Dans Couteau de nuit, Nadia Xerri-L. focalise sa plume sur trois minutes qui précèdent l’ouverture d’un procès aux Assises, un an et demie après l’instruction. Sept protagonistes, l’accusé, un jeune homme de 25 ans et 4 autres membres de sa famille, le Frère du Tué (jumeau) et La Narratrice (Hélène) 30 ans, la tentatrice qui détient quasi la totalité du mystère de cette nuit là.
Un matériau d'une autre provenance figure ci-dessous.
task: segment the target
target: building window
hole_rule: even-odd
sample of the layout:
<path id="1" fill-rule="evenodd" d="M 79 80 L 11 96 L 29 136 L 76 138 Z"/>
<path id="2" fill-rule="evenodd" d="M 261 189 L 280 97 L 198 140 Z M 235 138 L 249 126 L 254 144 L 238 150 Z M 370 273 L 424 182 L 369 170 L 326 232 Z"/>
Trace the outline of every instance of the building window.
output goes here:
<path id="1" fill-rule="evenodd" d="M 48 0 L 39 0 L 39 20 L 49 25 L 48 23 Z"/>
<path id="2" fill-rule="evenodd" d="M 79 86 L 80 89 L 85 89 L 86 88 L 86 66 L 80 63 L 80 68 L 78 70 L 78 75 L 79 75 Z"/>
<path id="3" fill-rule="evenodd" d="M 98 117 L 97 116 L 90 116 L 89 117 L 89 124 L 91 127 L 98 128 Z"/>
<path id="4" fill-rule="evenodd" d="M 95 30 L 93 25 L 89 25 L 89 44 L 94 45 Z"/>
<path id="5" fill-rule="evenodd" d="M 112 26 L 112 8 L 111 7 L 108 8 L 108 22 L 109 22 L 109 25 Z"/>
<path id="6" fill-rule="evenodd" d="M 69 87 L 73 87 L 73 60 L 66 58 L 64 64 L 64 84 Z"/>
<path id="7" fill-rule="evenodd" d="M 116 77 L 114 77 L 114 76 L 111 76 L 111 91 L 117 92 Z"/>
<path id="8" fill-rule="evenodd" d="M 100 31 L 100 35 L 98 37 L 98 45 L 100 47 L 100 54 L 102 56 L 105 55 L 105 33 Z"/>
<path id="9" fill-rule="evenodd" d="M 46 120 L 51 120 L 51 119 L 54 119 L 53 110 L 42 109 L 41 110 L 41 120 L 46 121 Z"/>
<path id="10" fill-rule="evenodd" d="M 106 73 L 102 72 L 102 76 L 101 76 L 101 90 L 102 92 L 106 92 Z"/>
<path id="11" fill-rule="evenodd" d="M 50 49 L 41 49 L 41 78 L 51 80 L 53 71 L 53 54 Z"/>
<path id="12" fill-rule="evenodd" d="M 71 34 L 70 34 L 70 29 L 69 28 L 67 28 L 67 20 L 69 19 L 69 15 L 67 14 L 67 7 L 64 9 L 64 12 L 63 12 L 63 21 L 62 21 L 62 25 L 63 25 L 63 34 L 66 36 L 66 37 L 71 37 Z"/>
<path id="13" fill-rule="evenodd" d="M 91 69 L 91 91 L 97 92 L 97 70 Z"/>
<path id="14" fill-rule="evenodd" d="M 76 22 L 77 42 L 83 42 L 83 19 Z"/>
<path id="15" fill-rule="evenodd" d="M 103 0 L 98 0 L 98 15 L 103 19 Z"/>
En attendant la Cour, victimes et “présumé” coupable vont se jauger en silence, entamer un dialogue non verbal, se découvrir des yeux, finalement ils vont libérer un flot de paroles, laisser s’échappe rune multitude de questions, uniquement dans leurs têtes, se parler à eux même mais également entamer de drôles de conversations. Trois minutes hors du temps où les monologues s’enchaînent pour former de multiples dialogues, s’aimer, se haïr, se dire, s’interpeler, se deviner, s’excuser, se parler, faire théâtre, en ce sens qu’ils réussissent à dépasser les limites de la communication habituelle, englobant lecteurs et spectateurs dans le drame que chacun vit mais aussi dans le drame collectif que pose cette pièce. Une tragédie du XXIe siècle qui met en exergue l’absence de responsabilité, qui appelle à l’engagement surtout de chacun pour une justice citoyenne, qui s’élève contre les non-dits vecteurs de graves situations de malaises, qu’ils soient sociaux ou familiaux.


Nadia Xerri-L. livre une pièce qui parle de la famille, sujet qu’elle affectionne tout particulièrement, non la famille pour la famille, mais la famille comme microcosme, image de la société. Rarement, dans le théâtre contemporain, on est entré dans la pensée des victimes et du “présumé coupable”, rarement, on a dressé pareil inventaire, questionnant du même coup la culpabilité et la réparation, les motifs qui peuvent conduire à commettre l’inimaginable, l’inhumain, plongeant dès lors, deux familles dans une détresse que seuls les mots peuvent aider à libérer, un peu. L’auteure les a ciselés à la taille du monologue intérieur, les a élevés en dialogues pour permettre à cette logorrhée de mots en embuscade de s’échapper. Le pardon est peut-être possible, la violence est peut-être évitable, pourvu que l’on rétablisse les ponts entre les individus, que l’on redonne du sens à la responsabilité et l’engagement, que l’on prévienne le pire en bannissant au moins les non dits, que l’on libère la parole afin qu’elle fasse théâtre, ce théâtre qui se cogne contre le réel selon l’expression de la dramaturge.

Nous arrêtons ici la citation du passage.